White Heat is a cookbook by the chef Marco Pierre White, published in 1990. It features black-and-white photographs by Bob Carlos Clarke. It is partially autobiographical, and is considered to be the chef's first memoir. The book is cited today as having influenced the careers of several Michelin starred and celebrity chefs, and was described by one critic as "possibly the most influential recipe book of the last 20 years".

==Description==
Published in October 1990, White Heat was part autobiography of chef Marco Pierre White and part cookbook, which portrays White's "bad boy" chef image. White was introduced by actress Lowri-Ann Richards to her friend Bob Carlos Clarke. Clarke photographed White for a Levi jeans advert and went on to create the images for White Heat. Speaking following Clarke's death in 2006, Marco Pierre White said, "He was like my prop. Without Bob there would never have been White Heat."

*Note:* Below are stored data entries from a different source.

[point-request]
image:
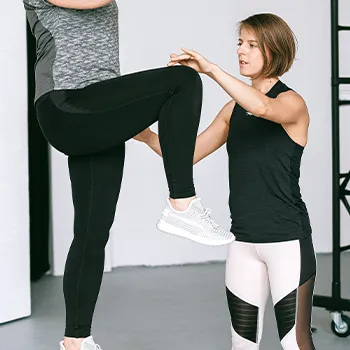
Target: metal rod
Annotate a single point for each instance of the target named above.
(335, 148)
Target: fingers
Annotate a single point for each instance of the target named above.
(190, 52)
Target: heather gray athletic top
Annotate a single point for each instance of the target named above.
(75, 48)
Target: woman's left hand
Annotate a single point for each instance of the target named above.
(192, 59)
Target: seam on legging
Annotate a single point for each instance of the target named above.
(112, 108)
(165, 160)
(86, 238)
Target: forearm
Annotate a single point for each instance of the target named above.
(249, 98)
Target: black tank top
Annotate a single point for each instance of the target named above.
(264, 169)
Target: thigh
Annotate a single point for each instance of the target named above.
(96, 182)
(291, 269)
(129, 88)
(247, 289)
(106, 114)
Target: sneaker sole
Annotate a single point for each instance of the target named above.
(171, 229)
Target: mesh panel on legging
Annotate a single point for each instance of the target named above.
(304, 311)
(244, 317)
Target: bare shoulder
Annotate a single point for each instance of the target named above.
(294, 101)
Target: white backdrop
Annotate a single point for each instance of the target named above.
(149, 32)
(14, 207)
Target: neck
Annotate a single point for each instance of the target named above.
(264, 84)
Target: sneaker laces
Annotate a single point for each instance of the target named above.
(205, 217)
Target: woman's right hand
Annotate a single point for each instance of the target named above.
(144, 136)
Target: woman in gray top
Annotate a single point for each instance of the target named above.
(87, 111)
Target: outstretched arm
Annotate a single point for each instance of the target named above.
(211, 139)
(287, 108)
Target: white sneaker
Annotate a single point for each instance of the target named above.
(194, 223)
(87, 344)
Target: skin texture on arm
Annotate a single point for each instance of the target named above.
(211, 139)
(80, 4)
(287, 108)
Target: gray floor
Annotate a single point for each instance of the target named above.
(172, 308)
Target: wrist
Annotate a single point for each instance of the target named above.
(214, 69)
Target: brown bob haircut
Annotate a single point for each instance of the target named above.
(276, 41)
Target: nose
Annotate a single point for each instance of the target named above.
(241, 50)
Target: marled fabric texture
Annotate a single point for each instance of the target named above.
(75, 48)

White Heat is credited with changing the image of chefs to sex symbols. The photographs showed White in and out of the workplace, including smoking in the kitchen and working with his team, including a young Gordon Ramsay. One of the photographs featured White with a dead baby shark, which was laid across his lap in Clarke's garden for the shot. Clarke's wife, Lindsay, later said in an interview that Marco went on to gut the shark there and then in the garden, "The stench was unbelievable. I was pregnant at the time and the odour haunted me." Another photograph featured White nude with a side of piglet in his lap. One of Clarke's images of White was included in a set of ten donated to the National Portrait Gallery, London, in 2013.

==Reception==
John Lanchester, for The Observer magazine supplement Life in 2003, described the book as "gastroporn". Sue Gaisford, reviewing the book for The Independent, described it as a "Marco Pierre White fanzine-with-recipes" and an "ego-trip". In 2005 food critic Jay Rayner called White Heat "possibly the most influential recipe book of the last 20 years".

==Legacy==
White Heat is credited as being the first chef memoir, and has been cited as influencing the future careers of Michelin starred chefs, including Sat Bains and Tom Kerridge, and celebrity chefs Curtis Stone and Jean-Christophe Novelli.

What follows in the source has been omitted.